Unter allen Leistungen Warburgs ist es vor allem sein berühmter Bilderatlas Mnemosyne, der bis heute große Aufmerksamkeit in der Forschung erfährt. Das Werk sollte anhand des Begriffs der „Pathosformel“ [3] den „Prozeß illustrieren, den man als Versuch der Einverseelung vorgeprägter Ausdruckswerte bei der Darstellung bewegten Lebens bezeichnen könnte“ [4]. Es handelt sich dabei um eine in thematischen Tafeln organisierte Bilderreihe zur Untersuchung der Kunst der europäischen Renaissance, begleitet von einer kurzen, dichten Einleitung. Gerade diese Art der Kombination von Wort und Bild hat sich in der unmittelbaren Rezeption als besonders schwer übersetzbar erwiesen.

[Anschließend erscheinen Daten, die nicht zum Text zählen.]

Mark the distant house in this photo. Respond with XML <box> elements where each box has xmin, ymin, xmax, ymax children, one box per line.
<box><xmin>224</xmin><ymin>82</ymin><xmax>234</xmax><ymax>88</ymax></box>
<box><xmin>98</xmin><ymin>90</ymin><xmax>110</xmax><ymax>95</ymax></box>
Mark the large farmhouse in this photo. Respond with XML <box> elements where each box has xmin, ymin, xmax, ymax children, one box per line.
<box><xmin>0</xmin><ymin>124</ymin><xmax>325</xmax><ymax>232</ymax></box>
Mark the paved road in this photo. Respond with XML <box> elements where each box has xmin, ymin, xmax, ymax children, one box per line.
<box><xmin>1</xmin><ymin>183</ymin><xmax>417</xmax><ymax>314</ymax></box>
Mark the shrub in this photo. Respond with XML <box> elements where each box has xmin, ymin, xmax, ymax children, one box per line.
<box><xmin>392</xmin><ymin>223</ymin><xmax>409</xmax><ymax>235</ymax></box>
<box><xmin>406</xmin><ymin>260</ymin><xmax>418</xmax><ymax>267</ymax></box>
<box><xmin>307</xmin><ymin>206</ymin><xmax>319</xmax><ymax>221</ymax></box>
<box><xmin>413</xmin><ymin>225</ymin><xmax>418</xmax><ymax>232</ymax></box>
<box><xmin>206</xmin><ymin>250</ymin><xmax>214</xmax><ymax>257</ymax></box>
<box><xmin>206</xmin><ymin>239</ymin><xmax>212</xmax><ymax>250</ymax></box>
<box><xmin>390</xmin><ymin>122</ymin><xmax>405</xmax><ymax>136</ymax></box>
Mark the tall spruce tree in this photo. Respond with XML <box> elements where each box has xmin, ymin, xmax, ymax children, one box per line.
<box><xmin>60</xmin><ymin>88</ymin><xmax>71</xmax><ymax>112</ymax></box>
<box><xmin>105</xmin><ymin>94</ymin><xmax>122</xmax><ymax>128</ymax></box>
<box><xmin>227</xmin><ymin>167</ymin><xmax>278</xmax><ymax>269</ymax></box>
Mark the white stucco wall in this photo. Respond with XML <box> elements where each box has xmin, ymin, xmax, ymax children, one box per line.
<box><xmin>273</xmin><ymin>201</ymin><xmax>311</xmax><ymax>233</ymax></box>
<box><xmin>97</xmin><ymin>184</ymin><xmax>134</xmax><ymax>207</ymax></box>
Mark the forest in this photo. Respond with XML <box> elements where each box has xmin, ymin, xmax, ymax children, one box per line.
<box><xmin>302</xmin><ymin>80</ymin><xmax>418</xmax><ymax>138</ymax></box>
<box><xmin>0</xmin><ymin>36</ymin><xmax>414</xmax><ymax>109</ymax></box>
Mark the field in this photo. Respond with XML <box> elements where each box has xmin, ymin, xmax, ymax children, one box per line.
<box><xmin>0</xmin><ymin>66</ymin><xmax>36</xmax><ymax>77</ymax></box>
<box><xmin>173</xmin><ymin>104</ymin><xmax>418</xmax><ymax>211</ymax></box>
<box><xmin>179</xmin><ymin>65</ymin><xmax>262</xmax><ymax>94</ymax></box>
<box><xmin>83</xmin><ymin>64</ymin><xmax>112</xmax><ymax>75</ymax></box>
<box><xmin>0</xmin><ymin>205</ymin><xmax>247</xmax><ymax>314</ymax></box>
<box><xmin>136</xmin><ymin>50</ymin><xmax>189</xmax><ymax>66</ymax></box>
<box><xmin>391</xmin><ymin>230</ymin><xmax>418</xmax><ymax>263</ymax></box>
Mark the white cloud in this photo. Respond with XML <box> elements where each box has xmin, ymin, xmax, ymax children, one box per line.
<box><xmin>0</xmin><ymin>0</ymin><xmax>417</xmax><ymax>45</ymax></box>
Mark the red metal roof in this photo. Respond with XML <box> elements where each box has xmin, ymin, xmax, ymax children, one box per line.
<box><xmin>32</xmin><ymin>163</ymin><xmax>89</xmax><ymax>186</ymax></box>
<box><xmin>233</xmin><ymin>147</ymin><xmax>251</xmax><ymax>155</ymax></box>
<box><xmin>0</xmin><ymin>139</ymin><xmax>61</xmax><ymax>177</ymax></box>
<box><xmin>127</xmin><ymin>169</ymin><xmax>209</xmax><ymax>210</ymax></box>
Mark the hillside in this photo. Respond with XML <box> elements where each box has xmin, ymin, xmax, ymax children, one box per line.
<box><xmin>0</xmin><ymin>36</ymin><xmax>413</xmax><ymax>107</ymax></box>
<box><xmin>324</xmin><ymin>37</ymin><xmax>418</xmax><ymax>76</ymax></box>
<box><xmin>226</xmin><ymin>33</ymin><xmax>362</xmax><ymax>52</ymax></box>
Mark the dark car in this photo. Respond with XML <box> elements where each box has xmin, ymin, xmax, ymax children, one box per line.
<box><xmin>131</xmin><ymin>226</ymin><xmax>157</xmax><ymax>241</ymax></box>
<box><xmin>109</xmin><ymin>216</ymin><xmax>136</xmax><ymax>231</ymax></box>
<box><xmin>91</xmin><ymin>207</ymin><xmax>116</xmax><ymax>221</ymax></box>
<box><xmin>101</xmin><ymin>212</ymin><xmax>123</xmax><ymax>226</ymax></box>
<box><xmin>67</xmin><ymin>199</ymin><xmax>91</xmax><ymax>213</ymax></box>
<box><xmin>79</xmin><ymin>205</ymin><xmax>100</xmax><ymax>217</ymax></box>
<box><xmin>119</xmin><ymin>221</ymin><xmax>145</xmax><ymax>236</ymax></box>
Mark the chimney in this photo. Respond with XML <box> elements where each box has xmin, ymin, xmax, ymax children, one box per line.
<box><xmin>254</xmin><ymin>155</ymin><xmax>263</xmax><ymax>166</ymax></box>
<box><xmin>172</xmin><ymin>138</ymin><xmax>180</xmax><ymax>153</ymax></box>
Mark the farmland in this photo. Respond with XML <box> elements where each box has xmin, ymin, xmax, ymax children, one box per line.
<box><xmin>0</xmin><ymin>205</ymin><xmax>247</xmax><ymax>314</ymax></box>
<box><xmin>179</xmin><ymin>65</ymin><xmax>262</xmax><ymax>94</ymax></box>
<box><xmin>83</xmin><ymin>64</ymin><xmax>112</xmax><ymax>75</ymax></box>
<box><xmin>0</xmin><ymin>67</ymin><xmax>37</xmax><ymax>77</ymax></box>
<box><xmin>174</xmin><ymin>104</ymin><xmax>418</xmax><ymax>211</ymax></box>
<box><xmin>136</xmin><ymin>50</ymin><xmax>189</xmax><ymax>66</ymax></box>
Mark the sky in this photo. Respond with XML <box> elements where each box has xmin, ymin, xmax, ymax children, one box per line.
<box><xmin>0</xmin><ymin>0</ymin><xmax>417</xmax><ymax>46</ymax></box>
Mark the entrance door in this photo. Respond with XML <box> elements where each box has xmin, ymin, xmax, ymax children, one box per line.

Ein enger Mitarbeiter des Begründers der Kulturwissenschaftlichen Bibliothek Warburg, Fritz Saxl (1890–1948), schrieb 1922 über Warburg, er sei „kein Nachfolger von Burckhardt, sondern ein Fortsetzer“ [5] gewesen. Haben sich die Anhänger Warburgs selbst als Nachfolger oder vielmehr als Fortsetzer der Ideen ihres charismatischen Mentors verstanden? Dass sie nach ihrer erzwungenen Emigration einen eigenständigen Weg beschritten haben, steht außer Zweifel, aber welchen Anteil trägt daran die sprachliche Transformation und Weiterentwicklung der Warburg’schen Methode?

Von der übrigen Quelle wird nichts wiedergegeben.